# Calculating the beginning of next month

I’m having a discussion with a colleague about how to calculate the beginning of the next month given a certain `Date` using the core library. We have come up with two solutions, but cannot agree on which one is better. Are there any technical reasons to prefer one over the other here? Or better options (without using external libraries)?

Version that relies on using the calendar to calculate the number of days to the next month:

``````def beginning_of_next_month(%Date{} = date) do
days_in_month = Date.days_in_month(date)

date
|> Date.beginning_of_month()
end
``````

Version that increments the month and relies on pattern matching to handle rolling over the year:

``````def beginning_of_next_month(%Date{year: year, month: 12}),
do: Date.new!(year + 1, 1, 1)

def beginning_of_next_month(%Date{year: year, month: month}),
do: Date.new!(year, month + 1, 1)
``````
• Pattern match + Date.new/3

0 voters

1 Like

I prefer version 1 - it uses the public API of `Date`. It is stable. If it is depracated, compiler will warn you about that.
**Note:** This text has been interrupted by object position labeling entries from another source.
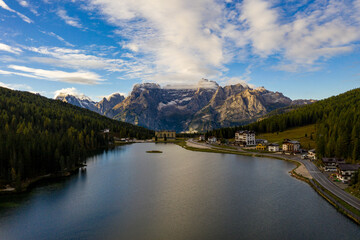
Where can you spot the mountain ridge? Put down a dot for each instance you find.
(199, 107)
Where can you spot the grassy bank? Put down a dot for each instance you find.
(305, 135)
(341, 205)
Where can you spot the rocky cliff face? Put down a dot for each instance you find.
(207, 107)
(200, 107)
(102, 107)
(79, 100)
(107, 104)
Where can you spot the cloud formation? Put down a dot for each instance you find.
(22, 16)
(69, 91)
(79, 77)
(7, 48)
(69, 20)
(183, 40)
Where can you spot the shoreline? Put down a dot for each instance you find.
(30, 183)
(339, 204)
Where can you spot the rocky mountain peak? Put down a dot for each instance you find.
(199, 107)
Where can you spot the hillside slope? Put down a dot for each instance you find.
(337, 122)
(40, 136)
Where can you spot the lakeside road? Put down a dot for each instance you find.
(315, 173)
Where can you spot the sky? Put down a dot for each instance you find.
(304, 49)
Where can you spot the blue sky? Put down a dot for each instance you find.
(304, 49)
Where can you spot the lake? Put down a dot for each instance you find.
(127, 193)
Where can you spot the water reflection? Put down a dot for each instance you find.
(127, 193)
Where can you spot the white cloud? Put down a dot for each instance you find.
(58, 37)
(319, 32)
(2, 72)
(15, 86)
(68, 91)
(80, 77)
(178, 41)
(23, 3)
(6, 7)
(178, 38)
(7, 48)
(69, 20)
(76, 59)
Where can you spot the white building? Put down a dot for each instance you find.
(347, 171)
(212, 139)
(311, 154)
(290, 146)
(246, 138)
(273, 147)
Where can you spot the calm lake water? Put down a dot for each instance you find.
(127, 193)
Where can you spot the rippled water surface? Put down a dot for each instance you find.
(127, 193)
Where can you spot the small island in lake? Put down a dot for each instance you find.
(154, 151)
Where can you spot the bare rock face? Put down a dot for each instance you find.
(78, 100)
(108, 103)
(199, 107)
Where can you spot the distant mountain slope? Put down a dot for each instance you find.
(102, 107)
(200, 107)
(337, 122)
(40, 136)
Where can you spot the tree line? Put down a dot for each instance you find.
(337, 122)
(40, 136)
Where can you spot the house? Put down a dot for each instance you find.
(261, 147)
(262, 141)
(311, 154)
(212, 139)
(273, 147)
(330, 164)
(165, 135)
(202, 138)
(290, 146)
(346, 171)
(245, 138)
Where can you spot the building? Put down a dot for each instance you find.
(261, 147)
(262, 141)
(165, 135)
(290, 146)
(273, 147)
(245, 138)
(330, 164)
(212, 139)
(311, 154)
(346, 171)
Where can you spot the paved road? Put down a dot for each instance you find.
(326, 183)
(318, 176)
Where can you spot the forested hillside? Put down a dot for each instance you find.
(337, 125)
(40, 136)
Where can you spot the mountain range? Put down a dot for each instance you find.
(200, 107)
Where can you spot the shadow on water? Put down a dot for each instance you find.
(11, 201)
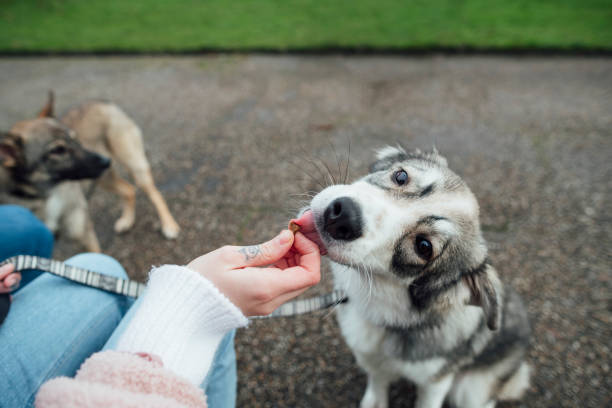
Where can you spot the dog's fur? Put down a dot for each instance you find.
(38, 155)
(442, 320)
(104, 128)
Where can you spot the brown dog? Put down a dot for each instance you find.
(103, 128)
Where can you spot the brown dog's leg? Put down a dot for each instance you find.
(111, 181)
(144, 180)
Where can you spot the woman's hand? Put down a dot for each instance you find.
(8, 279)
(260, 278)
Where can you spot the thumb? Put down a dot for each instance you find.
(268, 252)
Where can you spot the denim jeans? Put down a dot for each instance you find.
(21, 233)
(55, 324)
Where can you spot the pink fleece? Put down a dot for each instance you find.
(120, 379)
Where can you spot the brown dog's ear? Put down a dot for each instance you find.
(483, 293)
(47, 110)
(11, 149)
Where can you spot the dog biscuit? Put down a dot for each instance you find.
(294, 227)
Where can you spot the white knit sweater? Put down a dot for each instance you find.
(182, 318)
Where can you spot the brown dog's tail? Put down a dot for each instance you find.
(47, 110)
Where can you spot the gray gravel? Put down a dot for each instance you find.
(232, 141)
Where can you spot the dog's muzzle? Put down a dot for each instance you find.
(342, 219)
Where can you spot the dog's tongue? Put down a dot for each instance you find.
(307, 227)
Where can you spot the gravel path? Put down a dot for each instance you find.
(233, 141)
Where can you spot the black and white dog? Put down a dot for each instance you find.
(424, 302)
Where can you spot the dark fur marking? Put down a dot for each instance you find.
(483, 293)
(513, 334)
(429, 286)
(426, 191)
(405, 269)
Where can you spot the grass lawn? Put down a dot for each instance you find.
(191, 25)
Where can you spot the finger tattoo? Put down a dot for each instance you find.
(250, 252)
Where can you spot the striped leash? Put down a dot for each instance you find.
(134, 289)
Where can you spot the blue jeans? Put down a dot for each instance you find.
(22, 233)
(55, 324)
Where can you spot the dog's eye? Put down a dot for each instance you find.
(400, 177)
(59, 149)
(423, 247)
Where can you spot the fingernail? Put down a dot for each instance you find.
(284, 237)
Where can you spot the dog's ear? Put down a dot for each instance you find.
(47, 110)
(11, 149)
(483, 294)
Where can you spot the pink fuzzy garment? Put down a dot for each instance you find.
(119, 379)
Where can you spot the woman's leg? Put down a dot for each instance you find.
(220, 383)
(53, 326)
(22, 233)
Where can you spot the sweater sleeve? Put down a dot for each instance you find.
(182, 319)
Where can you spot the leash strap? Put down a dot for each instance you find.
(134, 289)
(298, 307)
(86, 277)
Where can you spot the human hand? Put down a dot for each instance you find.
(9, 279)
(308, 228)
(260, 278)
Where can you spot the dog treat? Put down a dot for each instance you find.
(294, 227)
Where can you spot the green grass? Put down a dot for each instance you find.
(191, 25)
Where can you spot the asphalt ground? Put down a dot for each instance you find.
(234, 142)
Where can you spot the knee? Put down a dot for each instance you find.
(99, 263)
(24, 227)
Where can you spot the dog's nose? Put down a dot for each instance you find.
(342, 219)
(103, 161)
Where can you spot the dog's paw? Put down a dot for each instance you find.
(171, 230)
(369, 400)
(123, 224)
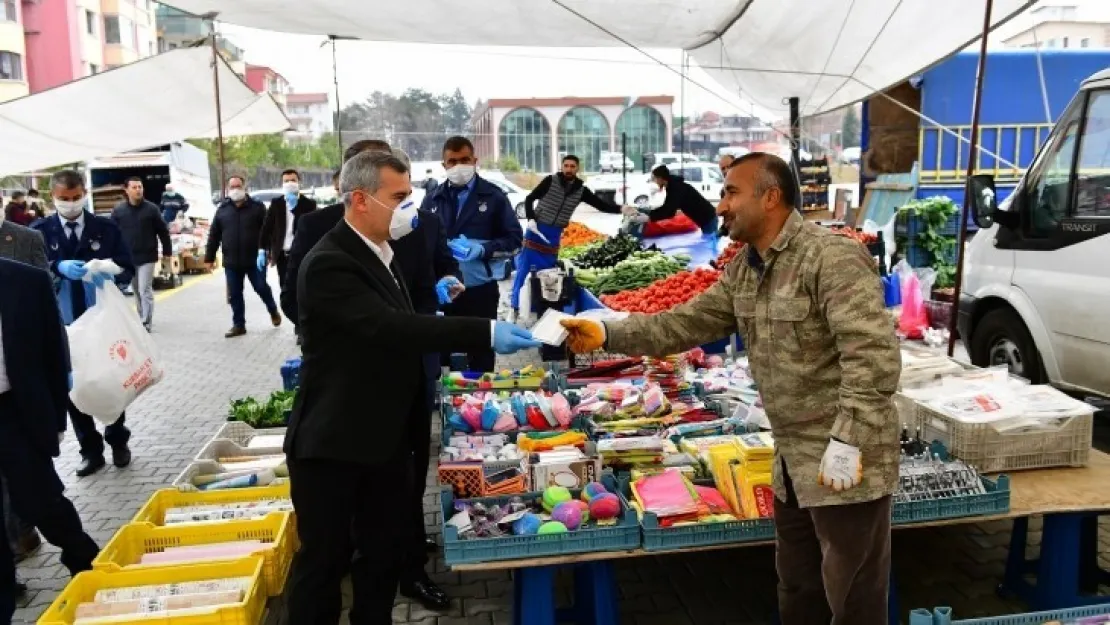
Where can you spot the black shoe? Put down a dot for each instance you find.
(90, 465)
(426, 593)
(121, 455)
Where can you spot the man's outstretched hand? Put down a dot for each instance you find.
(584, 335)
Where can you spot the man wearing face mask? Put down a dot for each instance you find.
(238, 228)
(280, 225)
(73, 235)
(484, 232)
(363, 338)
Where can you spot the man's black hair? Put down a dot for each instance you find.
(456, 143)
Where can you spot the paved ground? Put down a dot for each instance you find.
(957, 566)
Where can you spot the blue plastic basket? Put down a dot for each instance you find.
(995, 501)
(291, 373)
(622, 536)
(944, 616)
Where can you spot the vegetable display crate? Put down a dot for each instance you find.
(241, 433)
(981, 445)
(83, 587)
(223, 447)
(622, 536)
(995, 501)
(131, 542)
(944, 616)
(153, 511)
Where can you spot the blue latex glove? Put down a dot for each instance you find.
(443, 289)
(508, 339)
(72, 270)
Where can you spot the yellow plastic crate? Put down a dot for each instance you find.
(128, 546)
(83, 588)
(153, 511)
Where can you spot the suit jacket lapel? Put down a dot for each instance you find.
(366, 258)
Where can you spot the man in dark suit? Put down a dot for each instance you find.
(431, 274)
(279, 229)
(363, 339)
(74, 235)
(34, 375)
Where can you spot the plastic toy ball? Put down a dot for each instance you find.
(552, 527)
(568, 514)
(592, 491)
(526, 525)
(555, 495)
(605, 507)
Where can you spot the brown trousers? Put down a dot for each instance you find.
(834, 563)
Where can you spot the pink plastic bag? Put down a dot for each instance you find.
(912, 321)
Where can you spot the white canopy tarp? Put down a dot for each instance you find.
(826, 52)
(147, 103)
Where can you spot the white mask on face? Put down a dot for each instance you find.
(68, 209)
(461, 175)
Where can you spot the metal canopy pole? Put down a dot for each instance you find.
(972, 160)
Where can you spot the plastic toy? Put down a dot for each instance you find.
(552, 527)
(555, 495)
(568, 514)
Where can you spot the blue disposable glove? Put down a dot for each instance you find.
(443, 289)
(72, 270)
(508, 339)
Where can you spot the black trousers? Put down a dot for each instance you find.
(481, 302)
(92, 443)
(333, 497)
(36, 493)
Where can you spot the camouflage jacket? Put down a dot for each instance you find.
(820, 346)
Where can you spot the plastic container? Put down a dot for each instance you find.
(622, 536)
(134, 540)
(153, 511)
(83, 588)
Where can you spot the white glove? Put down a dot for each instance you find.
(841, 467)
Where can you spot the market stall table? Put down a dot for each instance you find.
(1065, 496)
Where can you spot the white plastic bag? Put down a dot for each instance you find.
(114, 359)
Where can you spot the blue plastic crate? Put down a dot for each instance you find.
(623, 536)
(944, 616)
(291, 373)
(995, 501)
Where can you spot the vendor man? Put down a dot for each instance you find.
(823, 350)
(558, 195)
(680, 197)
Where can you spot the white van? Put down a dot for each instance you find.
(1037, 276)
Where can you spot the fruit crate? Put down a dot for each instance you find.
(131, 542)
(944, 616)
(154, 510)
(83, 587)
(623, 536)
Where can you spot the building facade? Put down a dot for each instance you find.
(538, 131)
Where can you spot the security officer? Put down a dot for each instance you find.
(821, 348)
(484, 232)
(74, 235)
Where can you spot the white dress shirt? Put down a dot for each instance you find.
(384, 253)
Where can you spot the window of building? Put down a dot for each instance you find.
(584, 132)
(525, 135)
(646, 131)
(111, 29)
(11, 66)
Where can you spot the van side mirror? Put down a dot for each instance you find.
(982, 200)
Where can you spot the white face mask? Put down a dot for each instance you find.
(461, 175)
(68, 209)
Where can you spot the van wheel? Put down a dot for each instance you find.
(1001, 338)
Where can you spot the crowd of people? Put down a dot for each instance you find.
(380, 290)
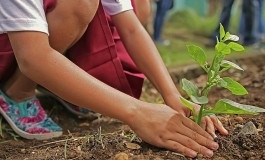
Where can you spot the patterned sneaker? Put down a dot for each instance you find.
(76, 110)
(28, 119)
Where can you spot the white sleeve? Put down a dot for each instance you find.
(113, 7)
(22, 15)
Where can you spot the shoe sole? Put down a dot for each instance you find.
(26, 135)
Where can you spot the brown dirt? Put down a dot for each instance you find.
(107, 138)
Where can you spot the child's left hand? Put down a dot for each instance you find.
(209, 123)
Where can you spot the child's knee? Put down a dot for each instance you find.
(85, 10)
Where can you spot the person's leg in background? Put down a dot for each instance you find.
(249, 19)
(224, 19)
(163, 6)
(260, 20)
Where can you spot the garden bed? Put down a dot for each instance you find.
(105, 138)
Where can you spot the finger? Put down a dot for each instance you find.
(188, 146)
(177, 147)
(196, 128)
(203, 124)
(210, 127)
(219, 126)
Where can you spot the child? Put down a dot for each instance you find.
(37, 38)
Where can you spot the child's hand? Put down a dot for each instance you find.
(162, 126)
(209, 123)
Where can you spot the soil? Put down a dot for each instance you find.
(103, 138)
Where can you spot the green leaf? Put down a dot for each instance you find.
(227, 35)
(189, 87)
(222, 48)
(222, 83)
(227, 64)
(235, 87)
(199, 100)
(235, 46)
(222, 31)
(216, 63)
(187, 104)
(197, 54)
(226, 106)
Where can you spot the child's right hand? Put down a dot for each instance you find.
(162, 126)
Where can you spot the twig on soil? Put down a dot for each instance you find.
(59, 141)
(65, 150)
(178, 154)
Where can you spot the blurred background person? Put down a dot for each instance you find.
(247, 25)
(162, 8)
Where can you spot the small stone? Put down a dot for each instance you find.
(23, 150)
(248, 128)
(121, 156)
(132, 145)
(239, 119)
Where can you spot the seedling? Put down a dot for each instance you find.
(226, 43)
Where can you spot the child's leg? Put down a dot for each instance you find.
(67, 23)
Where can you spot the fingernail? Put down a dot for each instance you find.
(192, 154)
(209, 153)
(215, 146)
(213, 135)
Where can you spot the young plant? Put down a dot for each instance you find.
(225, 44)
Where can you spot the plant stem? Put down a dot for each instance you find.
(199, 118)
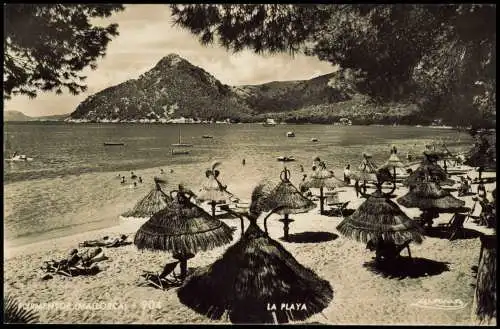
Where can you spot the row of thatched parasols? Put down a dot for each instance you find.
(254, 272)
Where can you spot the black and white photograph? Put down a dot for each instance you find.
(311, 164)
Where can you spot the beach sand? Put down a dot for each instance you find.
(361, 296)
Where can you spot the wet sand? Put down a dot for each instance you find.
(361, 296)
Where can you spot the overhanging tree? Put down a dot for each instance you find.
(46, 46)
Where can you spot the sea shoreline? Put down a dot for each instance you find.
(360, 296)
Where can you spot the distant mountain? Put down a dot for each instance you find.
(19, 116)
(15, 116)
(175, 88)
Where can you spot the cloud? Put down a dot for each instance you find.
(146, 36)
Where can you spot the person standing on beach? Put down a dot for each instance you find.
(347, 174)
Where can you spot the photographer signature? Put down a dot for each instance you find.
(441, 304)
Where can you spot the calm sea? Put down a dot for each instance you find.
(71, 185)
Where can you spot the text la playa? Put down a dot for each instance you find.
(286, 307)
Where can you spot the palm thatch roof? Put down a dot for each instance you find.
(182, 228)
(14, 312)
(255, 272)
(153, 202)
(285, 195)
(429, 195)
(379, 217)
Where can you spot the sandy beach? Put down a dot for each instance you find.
(361, 296)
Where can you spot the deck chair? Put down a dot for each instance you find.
(456, 226)
(337, 209)
(161, 281)
(392, 251)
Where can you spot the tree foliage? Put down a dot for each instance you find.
(47, 45)
(444, 56)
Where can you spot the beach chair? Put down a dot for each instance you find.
(70, 268)
(337, 209)
(161, 281)
(391, 251)
(456, 226)
(105, 242)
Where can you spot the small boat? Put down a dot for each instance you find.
(285, 159)
(20, 158)
(343, 122)
(181, 144)
(179, 152)
(269, 123)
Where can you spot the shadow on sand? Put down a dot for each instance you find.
(310, 237)
(444, 233)
(404, 267)
(335, 213)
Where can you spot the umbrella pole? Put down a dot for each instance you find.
(321, 201)
(183, 266)
(213, 208)
(286, 225)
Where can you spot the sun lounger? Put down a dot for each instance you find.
(106, 242)
(337, 209)
(161, 281)
(388, 250)
(69, 269)
(456, 226)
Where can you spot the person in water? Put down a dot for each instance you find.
(347, 174)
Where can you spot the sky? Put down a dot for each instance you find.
(146, 36)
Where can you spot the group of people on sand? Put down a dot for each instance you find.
(82, 262)
(134, 177)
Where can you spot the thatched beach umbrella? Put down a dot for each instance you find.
(367, 170)
(183, 229)
(153, 202)
(393, 162)
(431, 199)
(380, 218)
(322, 178)
(429, 169)
(285, 195)
(213, 190)
(252, 280)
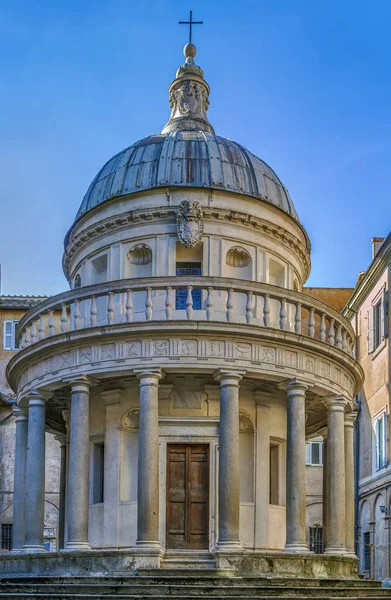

version 2 relies on the structure of `Date` struct. Generally, I think it is the moving part, and will change potentially in the future. (although the probability is very low)

4 Likes

I like the increment version but I think it’s incorrect because the `day` should be always `1`.

I’ll probably write:

``````def beginning_of_next_month(%Date{year: year, month: 12}),
do: %{date | year: year + 1, month: 1, day: 1}

def beginning_of_next_month(%Date{month: month}),
do: %{date | month: month + 1, day: 1}
``````

Simple math seems clearer than public API combos to me.
Anyway, it feels good to have `Date.beginning_of_next_month/1` out of the box.

1 Like

Thanks for the correction, have fixed it. That’ll teach me to re-write things for the purposes of posting here - introduced a bug in the process.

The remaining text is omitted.